A busy week ahead, equity markets cheer last weeks tariff walk back.

It has been a strong week for stocks as the markets feel comforted by the further de-escalation of the April 2nd Liberation Day tariff announcements. Investors are becoming more confident that a U.S. economic recession will be avoided and that they have the upper hand over Trump. Any signs that he raises the stakes again will trigger a swift rout in equity markets, and at that point, he will back down. There is a Trump put after all. Having fled from stocks in fear, investors are now strolling back into them with apparent confidence; fund flows are showing strong demand for tech again. So was the whole thing a bad dream? Has there been no lasting damage to the economy despite tariffs leaving the world’s largest economy with the highest trade taxes for 80 years? Could Goldilocks be back in favour? Last week’s PPI data reported that producer prices fell by more than expected. Recent employment data remains resilient, and consumer confidence, according to Friday’s monthly Michigan Consumer Sentiment Survey, pointed to further declines. Putting all that together may further tip the balance in favour of a rate cut in June. Consensus among traders is now for two cuts this year. Easing monetary policy, modest growth, and inflation are heading back to the 2% target. Oh, happy days, one thinks. One has to remember life is not often that simple; when everything in the orchard looks rosy, something often upsets the apple cart.
Where could this upset come from? I have argued that we need to watch the bond market for our lead. U.S. equities are not cheap by any measure, which was fine when interest rates were zero, but when yields rise, equity valuations should adjust. U.S. ten-year yields are now around 4.5%, having risen consistently this year. On Friday, Moody’s downgraded U.S. sovereign debt from its triple-A rating, following Standard & Poor’s and Fitch, in response to the ever-growing U.S. deficit. Which may increase further if Trump gets his tax cuts away. Does this matter? History is littered with times when a rout in the bond market hits stocks.

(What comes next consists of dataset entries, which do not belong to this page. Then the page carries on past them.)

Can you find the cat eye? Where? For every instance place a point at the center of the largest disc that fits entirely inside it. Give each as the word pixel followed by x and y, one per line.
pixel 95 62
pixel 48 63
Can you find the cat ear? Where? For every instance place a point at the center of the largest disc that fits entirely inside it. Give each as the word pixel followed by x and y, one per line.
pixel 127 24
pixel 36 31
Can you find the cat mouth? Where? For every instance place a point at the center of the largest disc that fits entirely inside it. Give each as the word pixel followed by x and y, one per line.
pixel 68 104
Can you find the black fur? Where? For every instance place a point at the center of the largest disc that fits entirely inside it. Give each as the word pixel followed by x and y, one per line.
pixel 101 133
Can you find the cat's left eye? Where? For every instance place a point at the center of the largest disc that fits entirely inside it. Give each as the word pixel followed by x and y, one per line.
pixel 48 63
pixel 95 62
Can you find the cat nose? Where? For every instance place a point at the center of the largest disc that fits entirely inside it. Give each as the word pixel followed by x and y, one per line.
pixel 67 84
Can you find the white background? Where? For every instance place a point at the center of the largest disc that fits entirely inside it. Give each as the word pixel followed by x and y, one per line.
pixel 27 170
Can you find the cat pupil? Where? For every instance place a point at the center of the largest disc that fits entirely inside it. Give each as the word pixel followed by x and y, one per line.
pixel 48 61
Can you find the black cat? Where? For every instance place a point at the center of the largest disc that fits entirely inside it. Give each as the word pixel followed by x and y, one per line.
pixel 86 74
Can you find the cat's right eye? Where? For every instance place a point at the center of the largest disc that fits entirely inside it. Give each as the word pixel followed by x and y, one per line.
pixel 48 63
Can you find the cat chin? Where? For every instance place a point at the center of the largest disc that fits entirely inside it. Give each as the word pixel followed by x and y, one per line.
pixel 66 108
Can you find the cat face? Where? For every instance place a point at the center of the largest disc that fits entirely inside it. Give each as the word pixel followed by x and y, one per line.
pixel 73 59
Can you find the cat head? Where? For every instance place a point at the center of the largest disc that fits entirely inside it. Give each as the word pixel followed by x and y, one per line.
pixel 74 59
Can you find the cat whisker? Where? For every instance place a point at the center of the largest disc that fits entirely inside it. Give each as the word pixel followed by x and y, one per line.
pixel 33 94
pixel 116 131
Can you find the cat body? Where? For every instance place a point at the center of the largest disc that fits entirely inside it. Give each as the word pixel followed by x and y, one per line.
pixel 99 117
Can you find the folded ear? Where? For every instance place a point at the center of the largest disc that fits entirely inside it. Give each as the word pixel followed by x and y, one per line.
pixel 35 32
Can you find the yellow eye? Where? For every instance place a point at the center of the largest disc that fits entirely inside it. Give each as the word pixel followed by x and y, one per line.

If bond investors demand better returns to lend money to the U.S. government, investors will want to pay less for stocks.
While we are on topics that may unsettle investor sentiment, Brazil, which makes up about a quarter of global poultry exports, announced it had detected avian flu on a commercial farm for the first time.What is small print on the back pages,often makes the front page in the days to come.
Looking to the week ahead, flash PMI data, which will be released on Thursday, may provide additional insights into the broader impact of the events from the past six weeks on the global economy. We may also learn how April’s payroll tax rise in the UK has affected our domestic economy. Later today, we will receive the latest Euro area inflation report, which would have to diverge significantly from the expected 2.2% for the ECB not to act again at their next meeting. Then on Wednesday, it’s our turn for the monthly price reports. The year-on-year rate is anticipated to jump significantly this month to 3.3% as companies implement higher service costs. Then, we will get retail sales and consumer confidence data on Friday. Equities are opening on Monday on the back foot.